(01-17-2013 10:58 AM)Attackcoog Wrote: Think small packages designed to fill niches. That's the strategy to use. Split the package. If ESPN bought the whole football package for say 40 million, it costs them an awful lot of money for alot the programming they will never broadcast. Say they only need 20% of the nBE programming because they don't have enough slots to show it all.
The problem is, they barely "need" any. 20% of $40M is $8M. Bump it up a little to $15M. And that's for the 10 or so best Aresco League games.
Quote: By doing this to multiple carriers, the nBE actually cuts programming costs for each network while increasing the total value of thier package.
The problem is the same one the MWC has. The first picker gets the best games, which de-values what everybody else gets.

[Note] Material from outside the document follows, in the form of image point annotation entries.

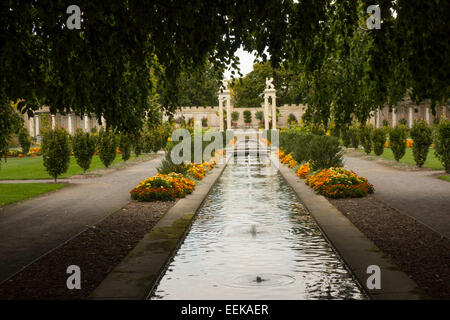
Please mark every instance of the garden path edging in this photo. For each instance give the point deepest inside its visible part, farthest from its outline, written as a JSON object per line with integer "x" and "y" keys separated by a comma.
{"x": 357, "y": 251}
{"x": 135, "y": 276}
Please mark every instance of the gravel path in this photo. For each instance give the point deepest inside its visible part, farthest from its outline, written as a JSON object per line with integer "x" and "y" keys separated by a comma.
{"x": 31, "y": 228}
{"x": 417, "y": 193}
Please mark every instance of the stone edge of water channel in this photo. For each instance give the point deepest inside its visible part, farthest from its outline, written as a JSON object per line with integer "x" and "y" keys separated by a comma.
{"x": 136, "y": 275}
{"x": 357, "y": 251}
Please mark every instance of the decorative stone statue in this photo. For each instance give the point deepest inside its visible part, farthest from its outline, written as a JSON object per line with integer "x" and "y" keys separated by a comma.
{"x": 269, "y": 84}
{"x": 225, "y": 84}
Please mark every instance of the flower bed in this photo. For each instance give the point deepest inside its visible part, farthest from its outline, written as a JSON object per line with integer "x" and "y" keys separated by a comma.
{"x": 168, "y": 187}
{"x": 339, "y": 183}
{"x": 33, "y": 152}
{"x": 303, "y": 171}
{"x": 409, "y": 143}
{"x": 287, "y": 159}
{"x": 163, "y": 187}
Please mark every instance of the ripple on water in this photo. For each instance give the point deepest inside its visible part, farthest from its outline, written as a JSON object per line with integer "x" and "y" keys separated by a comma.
{"x": 252, "y": 225}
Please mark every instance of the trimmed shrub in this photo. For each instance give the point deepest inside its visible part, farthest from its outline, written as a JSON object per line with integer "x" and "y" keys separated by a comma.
{"x": 259, "y": 115}
{"x": 125, "y": 146}
{"x": 442, "y": 144}
{"x": 325, "y": 152}
{"x": 365, "y": 136}
{"x": 422, "y": 137}
{"x": 302, "y": 147}
{"x": 291, "y": 118}
{"x": 138, "y": 144}
{"x": 397, "y": 141}
{"x": 24, "y": 140}
{"x": 204, "y": 122}
{"x": 56, "y": 152}
{"x": 83, "y": 146}
{"x": 379, "y": 139}
{"x": 235, "y": 116}
{"x": 167, "y": 166}
{"x": 107, "y": 146}
{"x": 353, "y": 132}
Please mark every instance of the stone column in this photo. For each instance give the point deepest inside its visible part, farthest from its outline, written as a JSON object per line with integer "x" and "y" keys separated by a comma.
{"x": 410, "y": 117}
{"x": 266, "y": 112}
{"x": 228, "y": 113}
{"x": 377, "y": 124}
{"x": 220, "y": 112}
{"x": 31, "y": 126}
{"x": 270, "y": 92}
{"x": 37, "y": 119}
{"x": 86, "y": 123}
{"x": 69, "y": 123}
{"x": 274, "y": 112}
{"x": 394, "y": 117}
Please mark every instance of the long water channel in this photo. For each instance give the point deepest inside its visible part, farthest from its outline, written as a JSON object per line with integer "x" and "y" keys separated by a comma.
{"x": 253, "y": 239}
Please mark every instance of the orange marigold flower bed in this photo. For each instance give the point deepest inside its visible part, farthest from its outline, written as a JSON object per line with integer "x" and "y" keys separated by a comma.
{"x": 303, "y": 171}
{"x": 287, "y": 159}
{"x": 163, "y": 187}
{"x": 339, "y": 183}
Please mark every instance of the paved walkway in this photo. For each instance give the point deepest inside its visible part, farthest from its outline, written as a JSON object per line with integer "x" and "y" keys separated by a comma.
{"x": 418, "y": 194}
{"x": 31, "y": 228}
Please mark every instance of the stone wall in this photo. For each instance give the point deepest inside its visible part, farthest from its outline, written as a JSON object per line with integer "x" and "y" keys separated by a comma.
{"x": 212, "y": 114}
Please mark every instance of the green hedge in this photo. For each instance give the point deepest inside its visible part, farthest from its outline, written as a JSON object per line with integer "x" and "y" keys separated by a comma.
{"x": 320, "y": 151}
{"x": 442, "y": 143}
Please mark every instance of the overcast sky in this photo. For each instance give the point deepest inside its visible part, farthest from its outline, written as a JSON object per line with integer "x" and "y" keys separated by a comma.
{"x": 246, "y": 63}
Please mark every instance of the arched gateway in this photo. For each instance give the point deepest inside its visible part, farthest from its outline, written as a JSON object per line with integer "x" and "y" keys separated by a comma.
{"x": 269, "y": 93}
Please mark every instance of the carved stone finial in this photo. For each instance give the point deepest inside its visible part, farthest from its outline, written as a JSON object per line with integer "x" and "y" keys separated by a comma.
{"x": 225, "y": 84}
{"x": 269, "y": 84}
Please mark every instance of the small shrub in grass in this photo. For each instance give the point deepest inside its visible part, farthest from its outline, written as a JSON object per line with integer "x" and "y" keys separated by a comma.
{"x": 397, "y": 141}
{"x": 235, "y": 116}
{"x": 83, "y": 146}
{"x": 125, "y": 146}
{"x": 353, "y": 132}
{"x": 107, "y": 146}
{"x": 379, "y": 139}
{"x": 167, "y": 165}
{"x": 325, "y": 152}
{"x": 138, "y": 144}
{"x": 442, "y": 143}
{"x": 24, "y": 140}
{"x": 346, "y": 137}
{"x": 301, "y": 147}
{"x": 365, "y": 136}
{"x": 292, "y": 119}
{"x": 422, "y": 137}
{"x": 56, "y": 152}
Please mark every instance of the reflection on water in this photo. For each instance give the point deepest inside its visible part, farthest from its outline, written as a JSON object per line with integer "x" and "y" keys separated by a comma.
{"x": 252, "y": 239}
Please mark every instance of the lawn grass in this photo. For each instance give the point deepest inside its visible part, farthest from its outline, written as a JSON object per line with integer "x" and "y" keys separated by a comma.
{"x": 432, "y": 161}
{"x": 30, "y": 168}
{"x": 445, "y": 178}
{"x": 13, "y": 192}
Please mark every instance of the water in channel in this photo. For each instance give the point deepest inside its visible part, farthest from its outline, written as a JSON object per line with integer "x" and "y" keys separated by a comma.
{"x": 253, "y": 239}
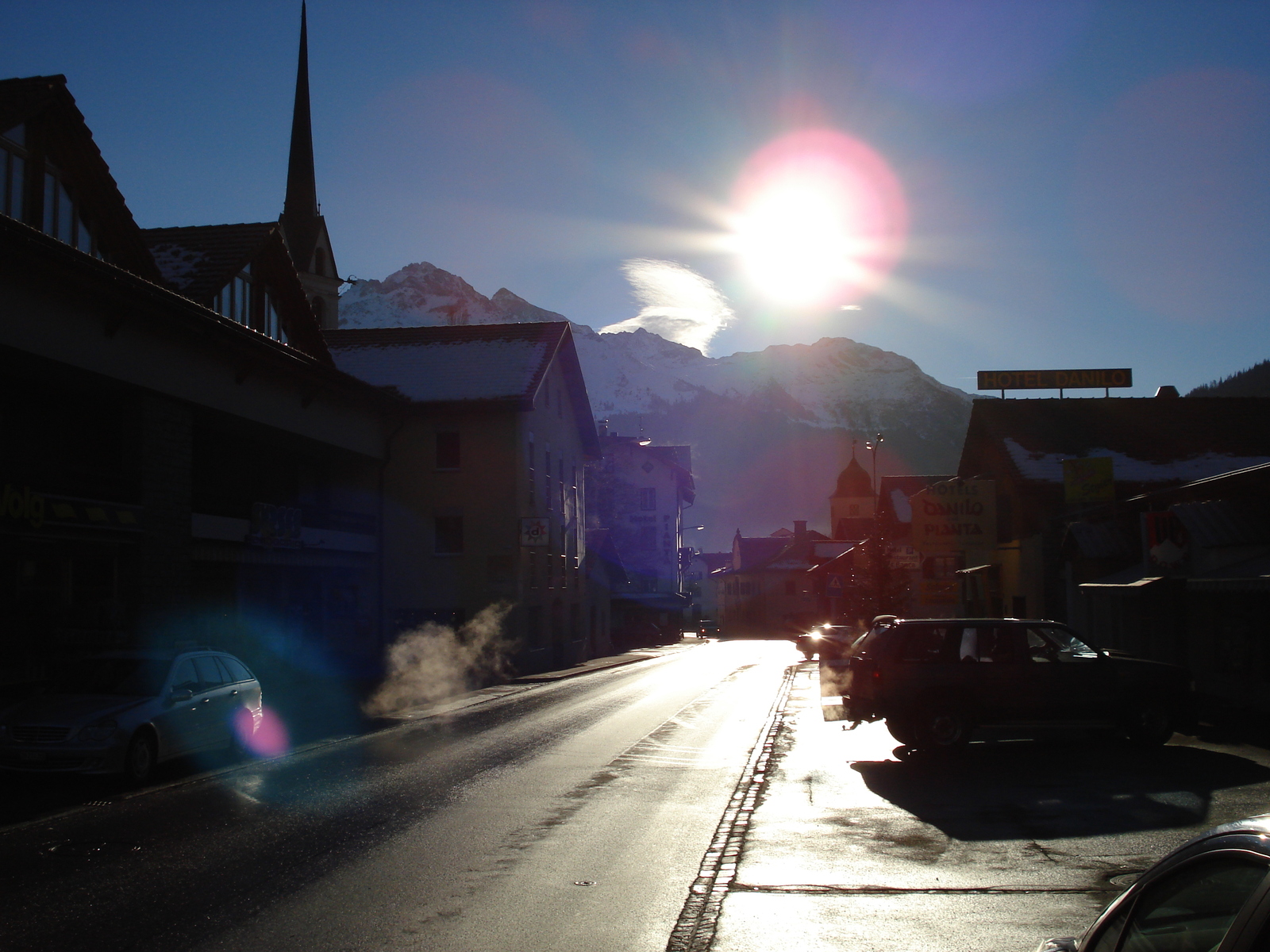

Quote:But, working out individual deals and dividing the rights packages into the right combination of packages to the right combination of networks in just the right way to generate the highest total value possible could take time...and might create a situation where you have no approximate value for the total package until the process is nearly complete.
And I'm saying the money might not be there at all. I was doing estimates based on three packages. I figured they'd have roughly equal value, $10-15-20M each.
1. A game-of-the-week on national cable (ESPN/2/FoxSports1)
2. A buttload of crappy games for a lousy network looking to fill airtime. (NBC-SN, CBS-SN, FSN, ESPN-U and 3 and syndication)
3. And a string of local packages (CSN Houston, TV stations in North Carolina, SportsNet New York) where the local station is getting everything but the game-of-the-week instead of just leftovers.
I'm wondering if the $10-$15-$20M just isn't there anywhere for the game-of-the-week package, especially without Boise State.
FoxSports1, for example. They have some spots projected. They could just fill those games with C-USA stuff that they bought in 2011. But I don't think they want to show FIU-Charlotte, ODU-Marshall, UNT-Louisiana Tech week after week. Even if the ratings were better, it makes the network look small time. Well, outside Florida and North Carolina, does ECU-UCF look that different than FIU-Charlotte? ODU-Marshall vs Temple-Navy? SMU-Tulane vs UNT-LT?
Maybe Fox bumps a couple of games up from C-USA games up from FSN to FoxSports1. Maybe they'd bump a few Aresco LEague games up from FSN to FS1. But not enough to buy it as a separate package.
ESPN could buy the game-of-the-week package. Or they could just fill those slots with MAC or Sun Belt games and tell America it's just as good.
What was supposed to be the Big East advantage, going last, could be turning into a disadvantage. You're selling in a market where the buyers have pretty much already bought up what they need.